1 April 2010
Jury-less trials – erosion of legal bastion?
In an article in The Times, Peter Binning , partner, Corker Binning argues that the loss of jury trials will irreparably damage public confidence in the criminal justice system.
High cost of protection is eroding legal bastion
Frances Gibb: commentary
Jury-less criminal trials have sparked controversy in the legal profession, pitting prosecutors against defence lawyers. The Criminal Justice Act 2003, which made them possible, was introduced amid concerns over jury nobbling. David Blunkett, who was Home Secretary, said that in London alone £9 million was being spent every year on surveillance of jurors. People who tried to intimidate jurors did so for one reason, he said — “because they think that those in front of the judge and jury will be convicted”.
So the Act allows for trial without jury if there is “evidence of a real and present danger” of tampering. The growth of organised crime has made interference with juries an increasingly serious threat to justice.
But judge-alone trials highlight the need to balance the aims of bringing criminals to book and ensuring a defendant’s right to a fair trial. The principle of trial by one’s peers has long been eroded but for serious criminal charges it remains a bastion of the English system — as it is in all common law countries, such as the US and Australia. Elsewhere it is rarer: Germany abolished it in 1924; and in France it is available only for crimes carrying at least ten years in jail.
Now, with yesterday’s guilty verdicts, lawyers voiced fears that judge-only trial would become a template. The so-called Diplock courts, the only UK precedent for such trials, were introduced in 1973 for terrorism trials in Northern Ireland and still exist.

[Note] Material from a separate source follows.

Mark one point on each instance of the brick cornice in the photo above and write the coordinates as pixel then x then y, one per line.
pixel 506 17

Peter Binning, a fraud specialist at the solicitors Corker Binning, said: “There is now an irresistible temptation for prosecutors with difficult cases to argue that jury trial is too expensive. Once judge-alone trials become more established in England and Wales . . . there will be a greater risk of wider legislation to abolish jury trial in certain cases — often those such as fraud and terror trials, where juries are most needed.”
Joseph Wright, a solicitor at Hodge Jones & Allen LLP, said: “It is hard not to see this as the thin end of the wedge.
“The absence of a jury in a criminal trial goes beyond cases of alleged and potential jury tampering and extends to serious or complex fraud cases. Following the 2004 Domestic Violence, Crime and Victims Act some counts may be tried by a jury, and others in the same trial by a judge alone.” Of most concern, he said, was that evidence of alleged jury nobbling in the Heathrow trials appeared to have been withheld from the defence and the judge on grounds of sensitivity.
Defence lawyers have unsuccessfully challenged the “public interest immunity” provisions that kept the material under wraps and newspapers are planning a fresh challenge.
Mr Binning said that the cost of losing jury trials would be that “public confidence in the criminal justice system, supported through participation in the common law jury system, will be irreparably eroded”.